• Lire Sholem Aleykhem en temps de confinement
    https://www.en-attendant-nadeau.fr/2020/04/29/lire-aleykhem

    L’évocation du milieu interlope du théâtre juif à ses débuts passe par l’accumulation de péripéties plus ou moins vraisemblables, qui tout en maintenant un substrat réaliste rappellent constamment le roman populaire ou le roman-feuilleton, avec ses scènes mouvementées et ses aventures en cascade : arrivée du théâtre ambulant dans la bourgade juive, qui vient enchanter la vie quotidienne et provoque la fuite ou l’enlèvement rocambolesques des deux jeunes héros, ces « étoiles vagabondes » qui, comme dans la légende, s’attirent invinciblement sans jamais se rejoindre ; voyages initiatiques qui éprouvent la vocation artistique à l’aune du desserrement des restrictions de la vie traditionnelle ; accomplissement de l’art, payé au prix fort de la solitude, des trahisons amoureuses et de la culpabilité induite par le processus de rupture. Condensé par la fantaisie carnavalesque et le foisonnement du « roman comique », c’est tout le douloureux apprentissage de la modernité et de l’acquisition de l’individualité émancipée au crible de l’expérience personnelle qui est symbolisé de façon transposée à travers la verve romanesque.

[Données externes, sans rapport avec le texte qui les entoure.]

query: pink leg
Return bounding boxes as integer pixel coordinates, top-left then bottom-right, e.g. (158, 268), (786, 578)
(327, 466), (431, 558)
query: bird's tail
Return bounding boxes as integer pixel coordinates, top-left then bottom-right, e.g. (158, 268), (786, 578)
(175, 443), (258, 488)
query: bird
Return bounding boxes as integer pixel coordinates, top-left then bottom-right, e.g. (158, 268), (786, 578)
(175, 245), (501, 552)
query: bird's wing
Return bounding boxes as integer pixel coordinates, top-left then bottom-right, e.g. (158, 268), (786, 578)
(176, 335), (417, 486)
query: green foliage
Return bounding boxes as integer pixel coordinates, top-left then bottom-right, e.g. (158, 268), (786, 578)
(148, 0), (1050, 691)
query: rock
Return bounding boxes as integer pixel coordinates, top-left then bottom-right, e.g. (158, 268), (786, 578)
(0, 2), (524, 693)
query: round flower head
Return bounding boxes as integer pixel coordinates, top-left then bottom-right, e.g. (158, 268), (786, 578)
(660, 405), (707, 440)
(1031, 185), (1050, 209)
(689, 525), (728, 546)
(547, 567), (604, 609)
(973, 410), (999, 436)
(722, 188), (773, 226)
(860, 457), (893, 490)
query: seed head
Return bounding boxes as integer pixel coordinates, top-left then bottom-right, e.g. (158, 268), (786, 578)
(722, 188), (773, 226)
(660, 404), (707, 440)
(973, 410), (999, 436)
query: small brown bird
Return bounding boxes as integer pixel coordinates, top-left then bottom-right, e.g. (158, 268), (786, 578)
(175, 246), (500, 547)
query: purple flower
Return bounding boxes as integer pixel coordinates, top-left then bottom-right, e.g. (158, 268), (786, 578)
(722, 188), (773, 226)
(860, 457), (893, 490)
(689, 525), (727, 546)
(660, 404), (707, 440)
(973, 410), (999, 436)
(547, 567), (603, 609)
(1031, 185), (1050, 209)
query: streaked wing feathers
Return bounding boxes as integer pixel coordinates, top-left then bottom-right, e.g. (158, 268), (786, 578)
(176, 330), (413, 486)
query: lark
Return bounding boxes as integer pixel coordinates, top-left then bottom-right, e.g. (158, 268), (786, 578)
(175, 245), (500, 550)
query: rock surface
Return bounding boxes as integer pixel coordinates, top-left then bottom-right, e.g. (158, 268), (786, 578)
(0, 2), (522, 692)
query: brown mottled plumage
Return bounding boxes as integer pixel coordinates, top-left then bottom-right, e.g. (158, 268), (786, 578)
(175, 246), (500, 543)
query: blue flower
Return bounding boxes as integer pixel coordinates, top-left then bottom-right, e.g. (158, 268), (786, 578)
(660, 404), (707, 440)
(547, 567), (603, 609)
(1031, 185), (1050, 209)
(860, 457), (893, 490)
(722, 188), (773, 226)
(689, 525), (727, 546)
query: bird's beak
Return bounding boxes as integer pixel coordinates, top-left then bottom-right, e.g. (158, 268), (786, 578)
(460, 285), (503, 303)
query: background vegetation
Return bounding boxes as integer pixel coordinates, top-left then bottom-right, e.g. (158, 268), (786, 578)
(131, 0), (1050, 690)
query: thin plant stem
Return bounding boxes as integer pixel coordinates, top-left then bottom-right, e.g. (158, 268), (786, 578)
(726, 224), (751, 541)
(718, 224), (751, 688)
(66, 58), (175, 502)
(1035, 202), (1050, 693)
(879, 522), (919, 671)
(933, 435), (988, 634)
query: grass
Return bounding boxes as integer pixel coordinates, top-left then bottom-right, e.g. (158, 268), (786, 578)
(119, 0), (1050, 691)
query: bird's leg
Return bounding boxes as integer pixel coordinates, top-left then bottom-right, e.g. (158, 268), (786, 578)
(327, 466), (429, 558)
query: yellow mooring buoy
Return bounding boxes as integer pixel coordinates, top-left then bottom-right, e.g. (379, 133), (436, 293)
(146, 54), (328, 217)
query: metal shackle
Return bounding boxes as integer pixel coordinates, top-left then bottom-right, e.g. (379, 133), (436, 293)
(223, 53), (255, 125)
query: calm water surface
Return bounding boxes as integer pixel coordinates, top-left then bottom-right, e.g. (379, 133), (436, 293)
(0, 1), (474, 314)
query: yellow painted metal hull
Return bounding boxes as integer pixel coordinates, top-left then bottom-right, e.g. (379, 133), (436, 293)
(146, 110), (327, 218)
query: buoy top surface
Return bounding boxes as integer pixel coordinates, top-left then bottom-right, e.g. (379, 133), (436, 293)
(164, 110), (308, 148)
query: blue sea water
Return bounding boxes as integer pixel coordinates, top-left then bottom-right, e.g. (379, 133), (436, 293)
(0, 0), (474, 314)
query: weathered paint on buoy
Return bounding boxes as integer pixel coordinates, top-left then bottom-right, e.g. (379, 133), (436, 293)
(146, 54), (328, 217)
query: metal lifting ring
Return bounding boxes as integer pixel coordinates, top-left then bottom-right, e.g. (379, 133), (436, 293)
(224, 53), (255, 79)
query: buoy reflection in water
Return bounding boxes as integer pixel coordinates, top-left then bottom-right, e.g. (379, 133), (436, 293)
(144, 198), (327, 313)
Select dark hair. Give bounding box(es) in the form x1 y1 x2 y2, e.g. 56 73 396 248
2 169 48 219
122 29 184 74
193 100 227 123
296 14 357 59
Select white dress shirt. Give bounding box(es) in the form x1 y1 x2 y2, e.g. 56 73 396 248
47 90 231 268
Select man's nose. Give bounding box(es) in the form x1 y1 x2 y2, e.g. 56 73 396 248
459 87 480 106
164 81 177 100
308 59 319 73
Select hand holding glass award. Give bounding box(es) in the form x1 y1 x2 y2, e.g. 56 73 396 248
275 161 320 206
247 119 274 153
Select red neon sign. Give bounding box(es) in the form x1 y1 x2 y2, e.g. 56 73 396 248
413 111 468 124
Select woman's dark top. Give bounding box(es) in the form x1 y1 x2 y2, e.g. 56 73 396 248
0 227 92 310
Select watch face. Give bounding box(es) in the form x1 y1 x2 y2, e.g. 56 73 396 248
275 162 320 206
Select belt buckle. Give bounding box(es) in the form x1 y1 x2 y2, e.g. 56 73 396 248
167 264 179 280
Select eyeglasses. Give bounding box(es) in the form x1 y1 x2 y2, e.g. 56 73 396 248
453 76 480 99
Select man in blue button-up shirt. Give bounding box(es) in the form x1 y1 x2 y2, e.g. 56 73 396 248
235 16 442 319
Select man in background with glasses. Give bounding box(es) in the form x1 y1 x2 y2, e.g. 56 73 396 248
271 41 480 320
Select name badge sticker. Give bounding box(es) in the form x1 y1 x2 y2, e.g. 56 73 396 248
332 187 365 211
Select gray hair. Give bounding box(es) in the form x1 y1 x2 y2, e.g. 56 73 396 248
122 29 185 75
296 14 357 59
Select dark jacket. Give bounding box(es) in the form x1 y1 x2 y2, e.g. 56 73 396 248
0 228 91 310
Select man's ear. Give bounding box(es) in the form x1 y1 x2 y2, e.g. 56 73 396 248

À la suite du processus d’émigration outre-Atlantique, la description se fait de plus en plus satirique, à mesure que la perte de l’innocence accompagne le dévoiement de l’idéalisme initial, traduisant la dégradation des valeurs par les compromissions de l’art naïf de l’origine, au profit de la marchandisation des talents, annonçant déjà le futur star-system hollywoodien et dénonçant la médiocrité du répertoire et des performances artistiques. Sholem Aleykhem, lui-même peu satisfait de ses deux séjours américains (la Première Guerre mondiale le contraint à revenir y passer les dernières années de sa vie), n’a de cesse de montrer l’envers du rêve émigrant et pastiche avec ironie le melting pot linguistique et l’abâtardissement de la langue et des coutumes du Vieux Monde.